Каким — то странным образом в силу объективных и субъективных причин люди, обладающие высшими способностями к мышлению, в том числе и философскому, оказались отсечены от политики и реальной власти. И наиболее сильно от нее были отсечены (внимание!) именно те люди, которые пытались реформировать существующий тип идеологии. Диссидентство находилось в значительно более выгодном положении, чем любое реформаторское, особенно жестко реформаторское крыло внутри коммунистической идеологии. И трагедия Эвальда Ильенкова в политическом эквиваленте для меня заключается именно в этом, в том, что на разных этапах его жизни были сделаны последовательные и определенные шаги для того, чтобы не дать вовремя провести с его помощью радикальную «красную» реформацию, которая могла вытянуть показатели данной системы на уровень реальной эффективности.
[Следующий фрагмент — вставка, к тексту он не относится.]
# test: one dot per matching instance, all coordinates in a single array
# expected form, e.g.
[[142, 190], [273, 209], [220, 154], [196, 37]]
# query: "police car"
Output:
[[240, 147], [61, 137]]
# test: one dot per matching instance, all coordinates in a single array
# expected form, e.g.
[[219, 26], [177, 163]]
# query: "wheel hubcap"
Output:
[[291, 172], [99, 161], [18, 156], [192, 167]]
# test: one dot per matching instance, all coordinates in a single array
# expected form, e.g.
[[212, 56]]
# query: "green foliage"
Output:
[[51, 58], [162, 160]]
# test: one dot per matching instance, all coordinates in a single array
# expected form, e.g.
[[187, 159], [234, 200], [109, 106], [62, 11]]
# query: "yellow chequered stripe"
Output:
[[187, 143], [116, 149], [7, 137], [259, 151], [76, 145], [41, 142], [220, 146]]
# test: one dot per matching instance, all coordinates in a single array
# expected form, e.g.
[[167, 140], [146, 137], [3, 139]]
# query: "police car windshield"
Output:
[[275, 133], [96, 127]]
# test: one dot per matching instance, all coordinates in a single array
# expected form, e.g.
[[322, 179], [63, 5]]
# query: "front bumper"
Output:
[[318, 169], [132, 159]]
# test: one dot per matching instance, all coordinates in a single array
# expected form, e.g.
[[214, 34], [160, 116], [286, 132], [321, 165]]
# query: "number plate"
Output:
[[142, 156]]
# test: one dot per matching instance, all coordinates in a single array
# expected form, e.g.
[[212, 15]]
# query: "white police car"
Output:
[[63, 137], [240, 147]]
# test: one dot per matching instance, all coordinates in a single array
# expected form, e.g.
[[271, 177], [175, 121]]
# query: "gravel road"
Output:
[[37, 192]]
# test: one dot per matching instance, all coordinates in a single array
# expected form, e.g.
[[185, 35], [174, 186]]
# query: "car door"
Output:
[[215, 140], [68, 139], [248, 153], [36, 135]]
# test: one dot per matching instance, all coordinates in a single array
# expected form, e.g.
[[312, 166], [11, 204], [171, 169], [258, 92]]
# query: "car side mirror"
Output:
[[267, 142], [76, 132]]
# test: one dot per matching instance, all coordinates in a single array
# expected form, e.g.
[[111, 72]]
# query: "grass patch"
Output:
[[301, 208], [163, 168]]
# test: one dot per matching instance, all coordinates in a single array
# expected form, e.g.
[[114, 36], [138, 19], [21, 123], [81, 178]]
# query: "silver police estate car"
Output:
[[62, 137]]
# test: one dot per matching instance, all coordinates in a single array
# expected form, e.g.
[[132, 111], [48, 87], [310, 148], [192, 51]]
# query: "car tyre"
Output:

Если говорить о том, каков политический или властный эквивалент этой трагедии, то он, конечно, заключается в самоубийственной для советского общества 60–70–х годов конфликтности между высшими политическими бюрократическими аппаратами, олицетворяемыми аппаратом ЦК КПСС, и тем, что можно обобщенно назвать аппаратами политической полиции. В России никогда не было и, видимо, не будет того, что мы называем гражданским обществом. В России есть три силы: в ней есть всегда высший политический бюрократический аппарат, в ней есть полиция и в ней есть армия. Что касается народа, то он существует чаще всего или как вулкан, или как массовка в чьей — то игре. И очень легко к нему демагогически апеллировать. Так что давайте по существу.

Итак, именно конфликт между названными мною тремя силами в 70–е годы привел к тому, что высшему полицейскому аппарату, в отличие от высшей политической бюрократии, было очень выгодно создать диссидентский плюрализм, создать многообразие прозападных моделей и полностью ликвидировать все то, что могло бы являться интеллектуальным аппаратом высшей политической бюрократии.

Фактически мы и наблюдаем сейчас разыгрывание третьего этапа этой драмы, где действующее лицо — «идеологические отделы аппаратов спецслужб». Мы уже видим это как бы в тумане, и мы увидим это в ближайшие полгода с пронзительной ясностью.

В связи с этим я даже хотел обратить внимание на проблему идеального. Посмотрите, с какой силой проблема идеального была изъята из советской философии в 70–е годы. Говорят об антигегелевской революции на Западе! А какой позитивистский удар был нанесен (примерно с 1971 по 1979 гг.) по всему основанию советской философии, тесно связанной с теорией идеального? А ведь высший политический аппарат вне теории идеального реализовывать функции управления просто не мог! Поэтому отсечение его от этой теории имело и гносеологический, и политический смысл одновременно.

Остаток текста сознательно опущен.